The Blue Jays’ bullpen ERA was 4.11 in the regular season, good for 12th among 15 American League bullpens. In 29 September-October games, that number rose to 4.80.

But in the past six games, arguably the most crucial of the season, it is 1.84 – three runs in 14.1 innings.

That stretch covers the last two regular-season games in Boston, which clinched a playoff berth, plus the wild-card victory and the three-game sweep of Texas.

Time will soon tell if that represents a trend or a blip. The arrival of Jason Grilli in May and Joaquin Benoit in July added stability and veteran leadership. But Benoit is injured and likely gone for the postseason. And Francisco Liriano, who switched from the rotation to a relief role for the playoffs, suffered a concussion when a line drive hit him in the head last Friday in Texas. If he passes all tests in MLB’s concussion protocol, he could be eligible to rejoin the Jays for Game 2 of the ALCS on Sunday.
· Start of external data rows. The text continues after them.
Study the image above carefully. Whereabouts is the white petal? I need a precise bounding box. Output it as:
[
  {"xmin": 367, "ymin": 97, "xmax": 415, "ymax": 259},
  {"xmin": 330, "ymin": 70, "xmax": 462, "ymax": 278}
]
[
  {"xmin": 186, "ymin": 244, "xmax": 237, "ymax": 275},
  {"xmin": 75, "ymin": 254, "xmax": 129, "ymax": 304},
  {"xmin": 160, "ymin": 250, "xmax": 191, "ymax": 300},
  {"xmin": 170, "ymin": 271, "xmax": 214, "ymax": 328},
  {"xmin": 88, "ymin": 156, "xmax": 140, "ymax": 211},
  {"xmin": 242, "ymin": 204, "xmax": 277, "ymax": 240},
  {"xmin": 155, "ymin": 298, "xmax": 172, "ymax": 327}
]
That uncertainty places an even brighter spotlight on Joe Biagini, the Rule 5 pick who had not pitched above Double-A before this season and who had never worked a six-month season, let alone faced the pressure of the playoffs.
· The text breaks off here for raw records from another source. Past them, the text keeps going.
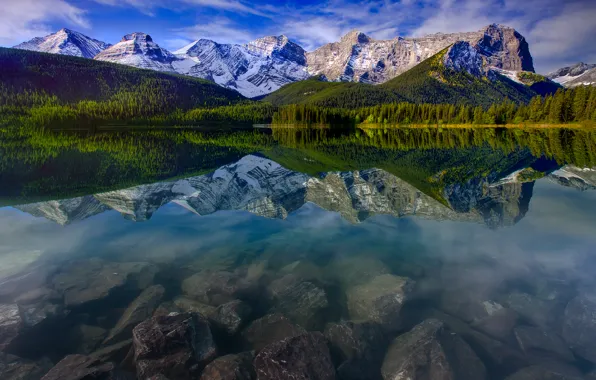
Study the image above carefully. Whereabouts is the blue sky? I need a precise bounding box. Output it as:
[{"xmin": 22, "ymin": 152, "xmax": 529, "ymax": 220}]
[{"xmin": 0, "ymin": 0, "xmax": 596, "ymax": 72}]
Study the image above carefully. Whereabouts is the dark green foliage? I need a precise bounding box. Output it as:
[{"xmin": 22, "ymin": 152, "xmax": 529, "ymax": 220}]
[
  {"xmin": 273, "ymin": 87, "xmax": 596, "ymax": 124},
  {"xmin": 0, "ymin": 48, "xmax": 244, "ymax": 114}
]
In four outings over that recent six-game span, Biagini has not allowed a run.

If Liriano, a left-hander, had been available Sunday night, he probably would have come in to face the lefty-hitting Moreland, Walker said. The Jays considered lefty Brett Cecil as well, but decided to save him for the eighth.

After Moreland’s double, Biagini got the next four outs. Grilli got two more. Cecil disposed of left-hitting Rougned Odor to close out the eighth. Osuna did the rest.
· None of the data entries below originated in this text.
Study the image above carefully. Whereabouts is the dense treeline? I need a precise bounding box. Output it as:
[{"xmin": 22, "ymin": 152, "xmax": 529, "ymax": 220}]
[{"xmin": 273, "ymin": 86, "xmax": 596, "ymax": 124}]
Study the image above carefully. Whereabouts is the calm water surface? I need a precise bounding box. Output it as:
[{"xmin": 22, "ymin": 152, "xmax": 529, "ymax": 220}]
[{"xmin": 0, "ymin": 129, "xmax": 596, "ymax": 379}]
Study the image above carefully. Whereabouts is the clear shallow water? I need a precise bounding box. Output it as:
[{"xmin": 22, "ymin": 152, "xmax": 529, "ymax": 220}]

Biagini has been a bullpen bulwark, a slightly eccentric sort who casually talks in interviews about the team’s apocryphal crochet lessons and his passion for fingerpainting.

“Unbelievable character,” Johnson said with a small smile. “Unbelievable presence, the way he handles himself on the field. He’s stuck with all of his routines through the whole year. It’s unbelievable what he does every day to prepare himself to go out there to pitch, and the versatility he has shown down the stretch in the sixth, seventh and even the eighth inning sometimes.”

In the regular season, Biagini posted a 3.06 ERA in 60 games. He allowed runs on only seven occasions. He worked more than one inning 21 times. And after a rough patch in his first September of work, he seems to have found his groove again.

By the numbers, the Blue Jays have the best starting rotation in the league and a bullpen that is well below average. But as they head for Cleveland and the ALCS, they hope their relief corps can turn a recent small sample size into a well-timed trend.

That might well become the key to beating Cleveland and advancing to their first World Series since 1993.